Air-cooled Beetles are great. I love 'em. Original, low mile cars are interesting. I want one. A car's value is often determined by emotion. I instinctually understand that.  But it’s time we all agree that we’ve grown a little too comfortable with the idea of spending $1 million on a car and take a moral accounting of what that means.

Yes, this Beetle has only 22 miles on the odometer. Yes, it's rare. Yes, it's a good generation of Beetle (not the best, though). But no, spending half of the annual budget entire Village of Cold Spring, New York for it is not reasonable.

The only reason to think that a Beetle is worth $1 million is because you think that if you don’t drive and sell it again next year, it’ll be worth more. And that’s what today's kids are calling a speculative bubble, something Dutch tulip enthusiasts tangled with 300 years ago and we’ve apparently never gotten over. Their bubble popped, so will this one.

And that’s to say nothing of the moral cost of rich people shuffling money around amongst themselves, spending ludicrous sums on luxury items that benefit no one apart from an even smaller cohort of wealthy artisans (mechanics) who serve them.
Yes, other people are allowed to spend their money how they like, and I'm no financial expert but it doesn't take a professor of economics to see that spending $1 million on a Beetle is stupid. So allow me to suggest some much less stupid ways to spend $1 million:

  1. Spend  $9,500 on this “unmolested” ’64 Beetle in near perfect condition (a Beetle that actually runs and drives and whose hoses haven’t spent 54 years hardening into brittle trash that will clog carb jets and brake systems).
  2. Spend $990,000 on  Puerto Rico Relief . Or on hospitals . Or give it to a library . Pay for someone’s medical care if you want to make be sure your money will have a big impact. Pay someone’s college tuition if you want to feel a little less sad.
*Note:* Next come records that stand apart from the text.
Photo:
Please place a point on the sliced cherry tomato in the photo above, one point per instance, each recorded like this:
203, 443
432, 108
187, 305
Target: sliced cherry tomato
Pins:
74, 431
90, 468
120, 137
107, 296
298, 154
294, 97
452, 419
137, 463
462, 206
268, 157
Spend too much money on local goods if you want to improve the lives in your proximity. Invest in blue chip stocks if your only concern is turning a profit. Do all of the above. Or just give it to your mom, she deserves it.

Do that and you get a very cool car that is every bit the time capsule the million dollar bug is, but has the added benefit of also being, you know, a car--seriously, the 22-mile Beetle is effectively a 1:1 Hot Wheels. Plus, you're doing immeasurably more support other humans, make the world a better place, or just earn a little money in a financially sound way.

$1,000,000 is a lot of money and it’s ridiculous to squirrel it all away buying a product that trades all of its functionality for a number on an odometer and then charges a literal 10,000% markup.
So yeah, please don't spend $1,000,000 on this Beetle.